Musa spp

Musa spp

 musa velutina

Ornamental Bananas

 Banana plants and their relatives come in several forms in New Zealand. The most spectacular and brilliant is Musa coccinea, syn Musa uranoscopus, the Red Torch Banana or Red Flowering Thai Banana, a slim-stemmed plant growing up to around three metres high and forming a clump with time. This species comes from Southern China and Southeast Asia and is grown entirely as an ornamental. The upright flower bracts are a very bright scarlet with the flowers in the bracts a golden yellow with green tips. These heads of flowers last very well as a cut flower even looking good after six weeks. I have seen Tuis taking nectar from them. I find it seldom sets whitish fruit in New Zealand and the occasional one that does set has only a few seeds in it. Like most banana species this one does appreciate a protected, warm area with free draining soils.

Another species is Musa velutina or Pink Velvet Banana which comes from North Eastern India and Assam. This one is a sturdier plant growing to a similar height and also has upright flowers, this time in pink. It forms pink-skinned fruit freely and these are packed full of seed. Nature helps the birds here as when the fruit is ripe the skin starts folding back from the pointed end and exposes the seeds covered with flesh. The birds can eat without peeling! I have had some plants grow as wildlings from bird distributed seeds so maybe take a little care with the ripe fruit, cut them off the plant before the birds get them. This species will handle a colder situation than M. coccinea.
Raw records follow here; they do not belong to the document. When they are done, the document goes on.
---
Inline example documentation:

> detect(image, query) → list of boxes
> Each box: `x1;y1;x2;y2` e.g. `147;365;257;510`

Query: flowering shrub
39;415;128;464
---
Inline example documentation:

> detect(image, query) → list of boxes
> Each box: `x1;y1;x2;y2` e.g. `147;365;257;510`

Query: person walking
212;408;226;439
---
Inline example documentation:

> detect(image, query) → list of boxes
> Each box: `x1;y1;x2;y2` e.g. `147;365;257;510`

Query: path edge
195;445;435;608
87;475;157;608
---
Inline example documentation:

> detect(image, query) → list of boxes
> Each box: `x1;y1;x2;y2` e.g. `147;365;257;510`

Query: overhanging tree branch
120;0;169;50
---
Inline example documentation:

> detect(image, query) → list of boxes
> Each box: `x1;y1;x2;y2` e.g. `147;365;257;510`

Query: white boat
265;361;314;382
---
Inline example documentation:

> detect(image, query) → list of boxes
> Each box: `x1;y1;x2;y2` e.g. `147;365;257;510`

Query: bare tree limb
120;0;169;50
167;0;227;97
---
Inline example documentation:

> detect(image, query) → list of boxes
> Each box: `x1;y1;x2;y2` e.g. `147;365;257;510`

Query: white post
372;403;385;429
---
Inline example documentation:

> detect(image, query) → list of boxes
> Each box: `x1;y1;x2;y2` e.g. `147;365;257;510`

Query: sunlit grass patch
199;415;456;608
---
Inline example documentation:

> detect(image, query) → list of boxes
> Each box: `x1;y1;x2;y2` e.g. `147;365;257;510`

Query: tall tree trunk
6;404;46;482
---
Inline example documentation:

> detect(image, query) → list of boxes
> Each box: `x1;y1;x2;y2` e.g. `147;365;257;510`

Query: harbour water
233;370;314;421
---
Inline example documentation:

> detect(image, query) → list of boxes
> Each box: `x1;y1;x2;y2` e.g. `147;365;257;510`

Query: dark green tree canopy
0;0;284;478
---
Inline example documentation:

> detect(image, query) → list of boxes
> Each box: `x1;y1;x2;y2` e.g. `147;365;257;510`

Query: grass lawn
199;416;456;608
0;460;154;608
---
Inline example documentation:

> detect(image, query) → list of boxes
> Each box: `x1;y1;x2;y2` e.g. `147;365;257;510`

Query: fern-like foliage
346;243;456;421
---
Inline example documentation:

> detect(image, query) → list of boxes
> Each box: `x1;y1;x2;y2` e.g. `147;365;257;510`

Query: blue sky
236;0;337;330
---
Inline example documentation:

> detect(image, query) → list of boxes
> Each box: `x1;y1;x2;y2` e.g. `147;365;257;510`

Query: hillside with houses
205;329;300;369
To me an exciting new Banana relative which is just starting to become available is Musella lasiocarpa syn Musa lasiocarpa Chinese Banana or Golden Lotus Banana from China. This is a very cold hardy, deciduous plant which can even stand snow on it. It flowers at 1.5 metres and has a huge, yellow-gold, upwards growing, flower spike which takes up to a year to fully open. They do have very attractive leaves which do not shatter easily. This plant has never been found in the wild in China where it has been cultivated for many centuries. It is sometimes used there as food for pigs.